Dutch experimental music festival

The Roadburn Festival is an annual music festival held each April in Tilburg, Netherlands. It was founded by Walter Hoeijmakers and Jurgen van den Brand in 1999, who ran a stoner rock blog of the same name.

The festival has been held at Tilburg's 013 concert hall since 2005. In the earliest years before that, multiple events were organised in a year throughout various cities in the Netherlands, such as Nijmegen and Eindhoven. It evolved into a multi-day event beginning in 2006, and shortly after, tickets began to sell out for the festival in under an hour as its audience grew internationally. The festival estimates that around 75% of its attendees come from outside the Netherlands.

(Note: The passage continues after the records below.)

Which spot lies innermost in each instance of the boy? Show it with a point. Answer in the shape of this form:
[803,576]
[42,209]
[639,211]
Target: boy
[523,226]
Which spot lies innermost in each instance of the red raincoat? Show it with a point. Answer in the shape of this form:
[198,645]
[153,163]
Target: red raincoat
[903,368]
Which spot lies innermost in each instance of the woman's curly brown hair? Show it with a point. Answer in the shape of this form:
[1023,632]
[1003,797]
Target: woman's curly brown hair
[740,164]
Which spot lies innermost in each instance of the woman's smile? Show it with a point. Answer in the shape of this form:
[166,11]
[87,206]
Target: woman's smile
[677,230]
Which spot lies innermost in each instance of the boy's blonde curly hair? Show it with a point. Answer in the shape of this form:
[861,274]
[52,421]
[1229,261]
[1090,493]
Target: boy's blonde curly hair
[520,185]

The festival has grown since its stoner rock origins and is now focused on various forms of experimental and extreme music: its motto in recent years has been "redefining heaviness."

Van den Brand, who runs affiliated record labels Burning World Records and Roadburn Records, parted ways with the festival in 2016. The current key staff involved with organising the festival are Hoeijmakers (artistic director), Becky Laverty (press and communication, booker), Mijndert Rodolf (business director), and Joel Heijda (booker).

== History ==

=== Early years (1999–2004) ===
The first edition of the festival was a series of three shows held from 11 to 13 February 1999, with performances in Amsterdam, Tilburg, and Sneek, respectively. Its line-up featured Cathedral, Orange Goblin, Beaver, Celestial Season, Terra Firma, and 35007.

In 2000, a one-day event was held on 24 November, as Spirit Caravan, Beaver, and 35007 performed in Nijmegen at the Doornroosje venue.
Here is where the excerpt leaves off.